Though the exact cause of acne has not been determined, research has shown that four key elements contribute to acne. They are: excess oil, clogged pores, bacteria, and inflammation. During adolescence, the body begins to develop more sebum oil, which is produced to ensure our skin does not dry out. When sebum cannot flow freely to the skin, clogged pores result. Bacteria already found on the skin’s surface, flourishes in the excess oil, and causes inflammation.

The degree of inflammation determines what type of acnes appears on the skin. A small amount of inflammation results in a blackhead or a whitehead. This means oil flow is blocked right at the surface of the skin, and is the least serious form of acne. If the pore is blocked deeper within the skin, a papule, or pimple, forms. If the pore becomes blocked deeper still, a pus-filled pimple, or pustule, forms. The most severe type of acne lesions are cysts, which occur when very deep blockage causes intense inflammation. Cysts, sometimes called nodules, are very painful bumps.

Treatment:

There are many treatment options available for reducing your acne. Because every case is different, and treatment effectiveness depends on your skin’s reception, talk to Dr. Urry about finding the right treatment for you. Fortunately, when can acne is properly treated, it can restore the confidence and positive self-image that often wane in people afflicted by acne. Some common options include:

  • Cleansers:

    Cleansers containing glycolic acid, salicylic acid, or benzyl peroxide may help reduce acne. These agents dry out the skin, remove debris, and unclog clogged pores. Some cleansers containing benzyl peroxide will dry the skin, causing it to peel, and thereby helping prevent the growth of bacteria.

  • Topical Retinoids (Retin-A, Differin, Tazorac:

    Topical retinoids work by loosening the plugs in clogged pores.
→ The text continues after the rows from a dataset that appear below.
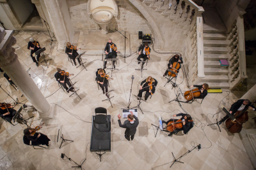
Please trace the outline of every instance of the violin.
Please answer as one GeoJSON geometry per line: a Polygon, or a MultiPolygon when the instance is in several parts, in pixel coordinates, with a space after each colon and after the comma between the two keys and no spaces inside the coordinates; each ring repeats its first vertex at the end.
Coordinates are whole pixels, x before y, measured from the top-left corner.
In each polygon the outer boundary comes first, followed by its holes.
{"type": "Polygon", "coordinates": [[[1,108],[2,110],[6,110],[6,108],[7,108],[7,110],[10,109],[10,108],[12,108],[12,104],[10,103],[3,103],[1,104],[1,108]]]}
{"type": "Polygon", "coordinates": [[[241,132],[243,127],[243,124],[246,122],[249,119],[247,110],[250,106],[252,106],[255,103],[256,101],[248,106],[246,110],[244,110],[242,111],[237,111],[236,112],[234,115],[234,117],[236,118],[235,121],[232,121],[230,118],[226,120],[226,127],[230,132],[239,133],[241,132]]]}
{"type": "Polygon", "coordinates": [[[35,129],[31,129],[31,131],[32,131],[31,134],[35,134],[37,131],[39,131],[41,129],[40,127],[42,126],[44,124],[44,123],[43,123],[41,125],[36,126],[36,127],[35,127],[35,129]]]}
{"type": "Polygon", "coordinates": [[[74,74],[69,73],[68,72],[65,72],[65,71],[61,71],[61,73],[60,73],[61,76],[74,76],[74,74]]]}
{"type": "MultiPolygon", "coordinates": [[[[188,122],[193,122],[193,120],[189,120],[188,122]]],[[[182,120],[179,119],[173,124],[173,121],[171,121],[167,124],[167,131],[169,132],[173,132],[176,129],[181,129],[183,127],[182,120]]]]}
{"type": "Polygon", "coordinates": [[[184,98],[187,101],[191,101],[195,97],[199,97],[201,94],[201,90],[198,88],[193,90],[188,90],[184,93],[184,98]]]}
{"type": "Polygon", "coordinates": [[[104,78],[110,78],[111,80],[114,80],[113,78],[109,77],[109,75],[107,75],[105,73],[103,73],[102,74],[100,75],[101,77],[104,77],[104,78]]]}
They are also helpful in removing superficially clogged pores that cause blackheads and whiteheads.

  • Topical Antibiotics:

    Topical antibiotics are used to remove the skin bacteria that leads to papules and pustules. They may be used in combination with other agents.

  • Oral Antibiotics:

    Oral antibiotics may be prescribed for more severe acne lesions, and are mot effective in treating papules, pustules, and cysts. They work to decrease inflammation and bacteria around the acne lesion.
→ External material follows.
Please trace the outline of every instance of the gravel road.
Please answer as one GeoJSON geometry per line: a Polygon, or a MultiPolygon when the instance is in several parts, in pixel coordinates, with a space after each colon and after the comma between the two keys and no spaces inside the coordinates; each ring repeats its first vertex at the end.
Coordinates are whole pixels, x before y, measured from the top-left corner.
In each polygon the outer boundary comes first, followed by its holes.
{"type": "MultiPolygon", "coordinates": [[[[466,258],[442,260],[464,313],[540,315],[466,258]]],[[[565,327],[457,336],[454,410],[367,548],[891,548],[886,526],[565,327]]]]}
  • Isoretinoin (Accutane):

    Isoretinoin is an oral medication that is only used for the most extreme cases of acne. Isoretinoin reduces the size of the skin’s oil glands and the amount of oil the skin produces. The reduction in oil also leads to the reduction of bacteria living in the skin. Isoretinoin also slows down how fast the skin produces skin cells inside the pore, which helps pores from becoming clogged. There are many severe side effects of Isoretinoin, such as depression, birth defects if taken while pregnant, which is why it is important to consult with Dr. Urry, understand all the risks, and decide whether the Isoretinoin is right for you.

  • Birth Control Pills:

    Birth control pills may help reduce acne in female patients by decreasing the effect of male hormones that increase or trigger acne development. Birth control pills also have serious side effects that must be considered when determining your acne treatment plan.

If scarring from acne occurs, some options such as laser therapy may help reduce the appearance of scars. Talk to Dr. Urry if you are interested in this type of treatment.

Prevention:

Research has proven that heredity, hormones, menstruation and emotional stress can trigger acne, or make it worse. Although many of these factors cannot be avoided, it is recommended that patients not wash or scrub the skin excessively, which can irritate the skin and make acne worse. Diet does not generally contribute to acne, although if greasy foods are ingested often, oil from the food may transfer onto the skin, particularly around the mouth, and worsen acne. Likewise, if you have oily hair, shampooing often may help reduce the risk of oil from the hair transferring onto the skin.